What does this mean for members?
This leaves only one avenue of recourse that any member may have against any individual Director. That recourse is your power to vote at a general meeting. The real issue to examine is just how extensive that power is.
The answer is that this power to vote at a general meeting (or the AGM) is extremely extensive.
Resolutions by members
- Calling a meeting
Section 249D of the Corporations Act compel the directors to call and arrange to hold a general meeting at the request of enough members representing 5% of those who can vote at a general meeting. The request must be in writing and state the proposed resolution for the meeting.
Regardless of whether the directors approve of the resolution proposed by the members, they have no choice but to call the meeting demanded by the members within 21 days of receiving the notice – except for the resolution to remove a director.
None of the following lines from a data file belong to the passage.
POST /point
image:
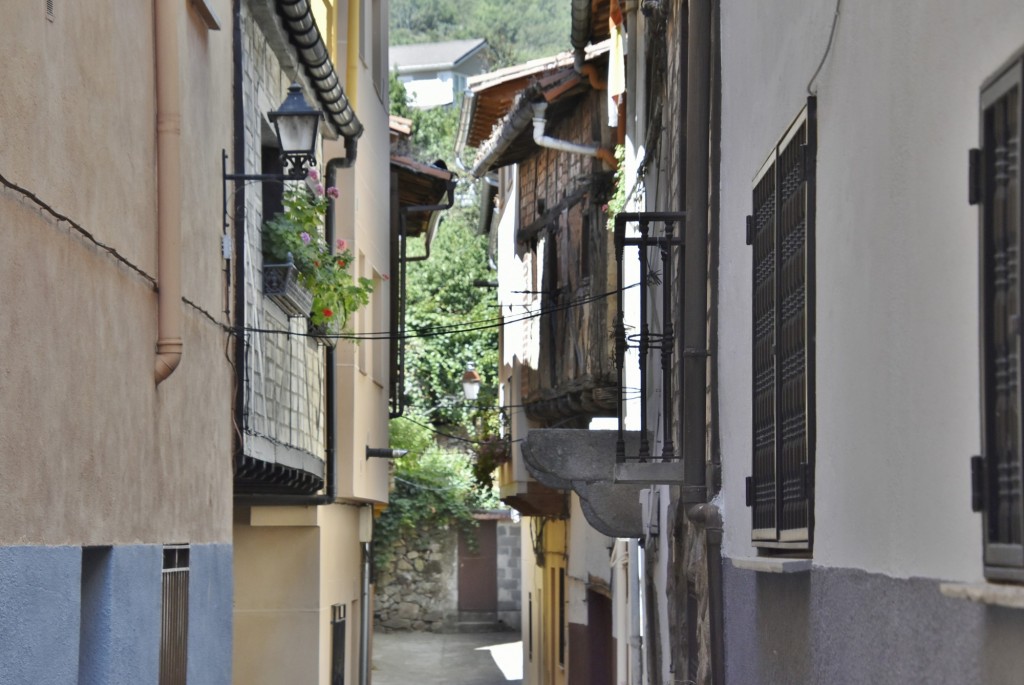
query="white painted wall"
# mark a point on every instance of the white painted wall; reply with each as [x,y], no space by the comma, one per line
[897,313]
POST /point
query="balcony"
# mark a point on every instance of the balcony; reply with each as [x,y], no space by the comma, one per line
[584,461]
[285,417]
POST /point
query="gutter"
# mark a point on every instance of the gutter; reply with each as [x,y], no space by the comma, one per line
[540,123]
[434,221]
[169,343]
[302,32]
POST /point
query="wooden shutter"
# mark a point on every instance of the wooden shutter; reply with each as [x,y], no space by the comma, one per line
[1000,305]
[782,385]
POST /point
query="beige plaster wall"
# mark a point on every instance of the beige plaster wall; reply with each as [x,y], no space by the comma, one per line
[93,452]
[276,605]
[363,220]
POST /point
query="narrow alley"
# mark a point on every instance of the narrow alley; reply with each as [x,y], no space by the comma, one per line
[452,658]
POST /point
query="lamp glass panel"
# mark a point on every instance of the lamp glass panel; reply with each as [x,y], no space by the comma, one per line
[297,132]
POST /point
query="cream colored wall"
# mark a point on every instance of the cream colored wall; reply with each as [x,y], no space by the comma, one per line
[278,610]
[363,219]
[91,450]
[340,583]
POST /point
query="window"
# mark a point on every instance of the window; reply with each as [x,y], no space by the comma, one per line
[996,187]
[174,616]
[781,230]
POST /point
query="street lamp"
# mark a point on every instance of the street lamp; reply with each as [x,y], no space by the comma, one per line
[295,124]
[471,382]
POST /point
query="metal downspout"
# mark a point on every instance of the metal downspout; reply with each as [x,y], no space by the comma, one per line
[636,640]
[365,618]
[239,156]
[695,264]
[540,123]
[331,466]
[169,343]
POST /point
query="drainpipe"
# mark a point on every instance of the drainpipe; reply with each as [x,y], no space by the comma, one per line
[238,158]
[169,344]
[352,53]
[540,109]
[694,151]
[620,564]
[365,617]
[636,640]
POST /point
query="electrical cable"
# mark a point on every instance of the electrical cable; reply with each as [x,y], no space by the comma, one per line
[451,329]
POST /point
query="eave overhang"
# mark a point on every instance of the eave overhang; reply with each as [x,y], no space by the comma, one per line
[497,112]
[292,33]
[420,185]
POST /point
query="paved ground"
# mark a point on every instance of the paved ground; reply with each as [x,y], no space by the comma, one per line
[457,658]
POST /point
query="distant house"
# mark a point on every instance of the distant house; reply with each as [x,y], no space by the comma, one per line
[434,73]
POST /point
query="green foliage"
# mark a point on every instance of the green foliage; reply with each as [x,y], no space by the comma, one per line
[440,295]
[616,203]
[298,233]
[515,31]
[433,489]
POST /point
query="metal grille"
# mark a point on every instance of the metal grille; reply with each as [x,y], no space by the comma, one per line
[174,616]
[338,644]
[286,398]
[779,229]
[658,248]
[1001,311]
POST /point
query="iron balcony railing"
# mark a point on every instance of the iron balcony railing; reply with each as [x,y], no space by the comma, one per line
[658,246]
S249D (5)
- Removal of a director by the members
S203D of the Corporations Act prescribes that a director can be ‘removed from office’ by a resolution of the members regardless of anything to the contrary written in the Constitution.
Importantly then, if you want a director to be removed, you can call a meeting and remove him (or her) regardless of what the Board or the management actually thinks!
The only requirement is that notice of this specific resolution is communicated by the members to the company at least two months before the meeting to remove the director is actually held.
For the directors who are appointed by the membership at the AGM (although appointed directors are not exempt either), section 203E of the Corporations Act actually stops the rest of the board of directors from voting another director off the board (who presumably doesn’t necessarily agree with them).
Clearly this requirement in a public company reflects the importance in the legislation which is given to the decision of the members who decide about who they choose to sit on the Board of Directors; whether or not this person is approved by other directors, or not.
- Other resolutions by the members
It is the members who ultimately decide whether the Constitution of any organisation should be altered. Directors may propose alterations to the Constitution but these cannot be enacted without a resolution called a ‘special resolution’ at a general meeting.
Where is the fine line of resolutions that members can propose?
Ultimately the members have every right to bring any resolution which doesn’t impact upon the running (the management) of the company.
Clearly the management needs to be left in the hands of the board and any paid staff that they delegate this power to.
But the members can prescribe things that aren’t to do with management such as:
- What the members want and don’t want in terms of information and reports provided to them regarding performance against financial or non-financial KPIs;
- What they approve of or don’t approve of in terms of the general strategy of the organisation which the board has set.
If you are a member of such an organisation, you are encouraged to think carefully about your rights, and to use your extensive voting power for the overall good of the governing organisation. The next AGM will be your chance to do just that!